The UK is now in a recession in all but name. Economic output dropped by 0.5% in the three months to 1 October – the first time it has fallen since the dark days of 1992 – and a second fall in the final quarter of 2008 is likely. Greg Pitcher asked senior labour market figures what the government should do to help employers through the hard times ahead.
John Philpott chief economist, Chartered Institute of Personnel and Development
“With unemployment rising sharply, and both the prime minister and the business secretary warning that the emerging recession will have a further significant impact on jobs, it is time for direct policy action to limit the scale of job losses.
Employer NI costs
“There are limits on the efficacy of public infrastructure projects, which the government seems to prefer generalised tax cuts of the kind that appeal to its critics and welfare-to-work measures targeted at those people who are already jobless, which politicians of all persuasions support. All have their place, but none has a clear or immediate impact on sustaining levels of employment in a severe economic downturn.
“A preferable alternative would be a time-limited cut in employer National Insurance contributions, targeted at employers in the private or voluntary sectors to enable them to retain and to provide training for any member of staff who would otherwise be made redundant because of short-term trading difficulties.
“The size of the tax cut could be set as equivalent to the average cost of unemployment to the Exchequer – taking into account benefit payments and lost tax revenue – which would limit the cost to the public purse.

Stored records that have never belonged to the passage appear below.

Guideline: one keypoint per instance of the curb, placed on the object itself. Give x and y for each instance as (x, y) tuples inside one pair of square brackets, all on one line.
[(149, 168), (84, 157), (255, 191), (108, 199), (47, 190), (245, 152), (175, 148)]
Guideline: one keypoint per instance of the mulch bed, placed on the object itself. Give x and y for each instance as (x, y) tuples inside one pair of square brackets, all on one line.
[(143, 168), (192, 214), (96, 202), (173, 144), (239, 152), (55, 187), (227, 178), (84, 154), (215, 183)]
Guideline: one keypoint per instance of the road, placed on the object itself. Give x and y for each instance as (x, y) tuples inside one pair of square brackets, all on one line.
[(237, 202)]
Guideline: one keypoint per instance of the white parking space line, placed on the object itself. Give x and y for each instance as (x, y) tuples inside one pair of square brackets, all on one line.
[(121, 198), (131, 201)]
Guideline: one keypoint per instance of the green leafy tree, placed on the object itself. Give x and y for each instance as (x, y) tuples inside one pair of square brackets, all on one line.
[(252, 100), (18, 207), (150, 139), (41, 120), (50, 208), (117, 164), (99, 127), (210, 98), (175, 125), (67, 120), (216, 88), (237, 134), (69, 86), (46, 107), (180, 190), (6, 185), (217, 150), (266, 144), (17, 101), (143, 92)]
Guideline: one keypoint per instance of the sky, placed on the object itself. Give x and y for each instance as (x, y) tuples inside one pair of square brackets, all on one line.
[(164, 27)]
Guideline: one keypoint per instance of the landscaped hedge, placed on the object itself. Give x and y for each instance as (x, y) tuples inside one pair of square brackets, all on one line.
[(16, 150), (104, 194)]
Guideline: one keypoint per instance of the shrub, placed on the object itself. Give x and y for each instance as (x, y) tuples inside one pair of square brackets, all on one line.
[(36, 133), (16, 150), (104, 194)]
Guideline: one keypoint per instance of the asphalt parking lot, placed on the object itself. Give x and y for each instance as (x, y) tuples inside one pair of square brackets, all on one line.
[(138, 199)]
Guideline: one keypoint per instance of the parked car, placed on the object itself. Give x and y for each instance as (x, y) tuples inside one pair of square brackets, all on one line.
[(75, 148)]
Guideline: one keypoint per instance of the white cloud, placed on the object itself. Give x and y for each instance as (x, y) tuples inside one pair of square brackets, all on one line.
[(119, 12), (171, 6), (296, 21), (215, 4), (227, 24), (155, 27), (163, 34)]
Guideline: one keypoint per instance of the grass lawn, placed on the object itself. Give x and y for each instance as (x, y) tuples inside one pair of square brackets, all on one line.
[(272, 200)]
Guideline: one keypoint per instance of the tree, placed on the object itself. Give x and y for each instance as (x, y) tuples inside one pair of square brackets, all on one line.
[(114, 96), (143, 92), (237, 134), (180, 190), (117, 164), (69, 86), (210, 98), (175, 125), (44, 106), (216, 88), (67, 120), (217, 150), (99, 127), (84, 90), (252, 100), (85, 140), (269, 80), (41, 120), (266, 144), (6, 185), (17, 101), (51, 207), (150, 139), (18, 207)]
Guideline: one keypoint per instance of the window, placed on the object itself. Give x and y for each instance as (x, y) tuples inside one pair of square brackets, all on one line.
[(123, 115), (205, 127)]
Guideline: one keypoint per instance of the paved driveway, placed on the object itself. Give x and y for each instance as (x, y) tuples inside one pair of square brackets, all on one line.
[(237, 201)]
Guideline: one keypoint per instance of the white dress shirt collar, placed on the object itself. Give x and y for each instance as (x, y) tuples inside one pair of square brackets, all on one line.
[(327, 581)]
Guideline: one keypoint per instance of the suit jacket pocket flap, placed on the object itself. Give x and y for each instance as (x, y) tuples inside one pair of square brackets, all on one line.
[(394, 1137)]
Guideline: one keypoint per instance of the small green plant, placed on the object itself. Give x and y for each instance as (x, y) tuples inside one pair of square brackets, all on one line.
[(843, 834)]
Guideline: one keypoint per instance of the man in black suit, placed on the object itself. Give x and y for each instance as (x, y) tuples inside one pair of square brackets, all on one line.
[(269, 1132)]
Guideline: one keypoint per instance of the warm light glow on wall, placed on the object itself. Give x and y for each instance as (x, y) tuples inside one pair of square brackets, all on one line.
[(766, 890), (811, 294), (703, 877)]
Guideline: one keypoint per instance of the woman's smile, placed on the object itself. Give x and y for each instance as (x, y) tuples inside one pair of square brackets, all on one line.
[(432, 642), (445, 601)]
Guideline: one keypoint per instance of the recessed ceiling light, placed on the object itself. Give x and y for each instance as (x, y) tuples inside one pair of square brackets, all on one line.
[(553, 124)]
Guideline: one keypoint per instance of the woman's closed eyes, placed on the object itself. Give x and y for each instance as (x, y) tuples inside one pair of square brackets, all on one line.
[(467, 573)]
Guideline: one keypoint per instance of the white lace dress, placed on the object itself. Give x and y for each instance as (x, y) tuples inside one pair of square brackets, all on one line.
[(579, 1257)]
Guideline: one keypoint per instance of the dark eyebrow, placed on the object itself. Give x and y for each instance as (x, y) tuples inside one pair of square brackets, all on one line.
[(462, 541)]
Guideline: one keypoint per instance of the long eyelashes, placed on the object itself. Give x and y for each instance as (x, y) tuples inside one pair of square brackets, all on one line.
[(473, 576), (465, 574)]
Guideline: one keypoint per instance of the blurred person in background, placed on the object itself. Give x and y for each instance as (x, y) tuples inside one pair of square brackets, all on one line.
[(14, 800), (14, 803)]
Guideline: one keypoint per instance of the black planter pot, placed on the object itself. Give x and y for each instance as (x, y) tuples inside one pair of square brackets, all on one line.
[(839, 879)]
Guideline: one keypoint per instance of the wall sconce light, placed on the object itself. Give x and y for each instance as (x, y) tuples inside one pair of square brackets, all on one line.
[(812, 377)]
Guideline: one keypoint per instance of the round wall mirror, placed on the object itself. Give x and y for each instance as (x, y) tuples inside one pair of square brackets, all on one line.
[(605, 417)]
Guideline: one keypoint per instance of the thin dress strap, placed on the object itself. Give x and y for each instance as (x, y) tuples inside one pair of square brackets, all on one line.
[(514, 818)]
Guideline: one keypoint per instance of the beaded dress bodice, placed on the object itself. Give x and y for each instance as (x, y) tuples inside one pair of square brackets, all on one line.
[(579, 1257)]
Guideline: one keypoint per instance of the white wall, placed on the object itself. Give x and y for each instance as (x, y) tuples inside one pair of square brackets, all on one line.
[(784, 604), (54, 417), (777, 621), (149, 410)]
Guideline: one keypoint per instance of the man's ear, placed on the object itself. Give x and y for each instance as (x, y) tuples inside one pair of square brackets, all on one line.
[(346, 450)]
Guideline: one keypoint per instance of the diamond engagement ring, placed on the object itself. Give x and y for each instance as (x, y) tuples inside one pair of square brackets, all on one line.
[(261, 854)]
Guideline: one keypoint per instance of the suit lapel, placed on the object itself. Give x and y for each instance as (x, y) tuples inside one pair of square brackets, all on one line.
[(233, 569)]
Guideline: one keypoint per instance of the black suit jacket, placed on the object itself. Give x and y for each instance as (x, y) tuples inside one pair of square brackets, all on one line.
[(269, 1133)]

“Unlike other ways of protecting jobs, this would not adversely affect employers’ willingness to hire staff, and could be withdrawn once the economy starts to recover.
“The chancellor should give urgent consideration to this or similar measures in his forthcoming pre-Budget report.”
David Yeandle, head of employment policy, EEF
“There is a window of opportunity to implement short-term measures to reduce the costs facing businesses, provide temporary additional support for investment, and to postpone measures that might add to the regulatory burden.
“Specifically, this includes: a reversal in the planned increase in the tax rates of small companies, which ought to be frozen at 20% until 2010 at the earliest a rise in the annual investment allowance for capital goods – from £50,000 to £250,000 – for a period of 18 months and a postponement of the planned increases in the landfill tax and the aggregates and climate change levies.
Too many laws
“Finally, to keep the regulatory burden to a minimum, the introduction of new employment and environmental regulations currently in the pipeline should be delayed. In particular, the extension of the right to request flexible working, which many companies are currently finding problematic, should be postponed.
“Companies need to be able to maximise the flexibility of their operations, and an extension to this right will put up barriers.
“Clearly, life will be tougher for manufacturers in the next 12 months. However, since the turn of the century, there has been a substantial improvement in manufacturers’ performance, and there is no reason to think this will not continue to bear fruit in a leaner, more dynamic sector, which will emerge from the current difficult period ready to take advantage of the upturn.”
Derek Simpson, joint general secretary, Unite
“We need action to halt redundancies. UK workers are the cheapest, and easiest, to sack in Europe. This must end. We need to keep people in work, and keep jobs in our communities, which is why we need our government to be batting for more support for UK businesses at a European level.
“The personal costs of joblessness need addressing too, beginning with an urgent update of statutory redundancy pay – the level of which has stood still for decades. We also need an immediate introduction of legislation to protect agency workers, who are the cheapest and easiest of all to throw onto the scrapheap.
“To energise the economy, we need a further cut in the interest rate, alongside a massive programme of national investment -whereby the government uses its power of procurement to safeguard skills and create jobs. The Bank of England should also be tasked with considering unemployment alongside inflation when it sets the interest rate.
Public sector pay
“The pitiful low pay of our public servants must be addressed, not only because this is the right thing to do, but also to help millions of struggling workers and to support consumer spending in the wider economy. Payment for this should come from a fairer, more progressive tax regime.
“Ultimately, we want to see the same urgency, courage and decisiveness showed by the prime minister and chancellor in keeping our banks in business, used to support jobs and our communities.”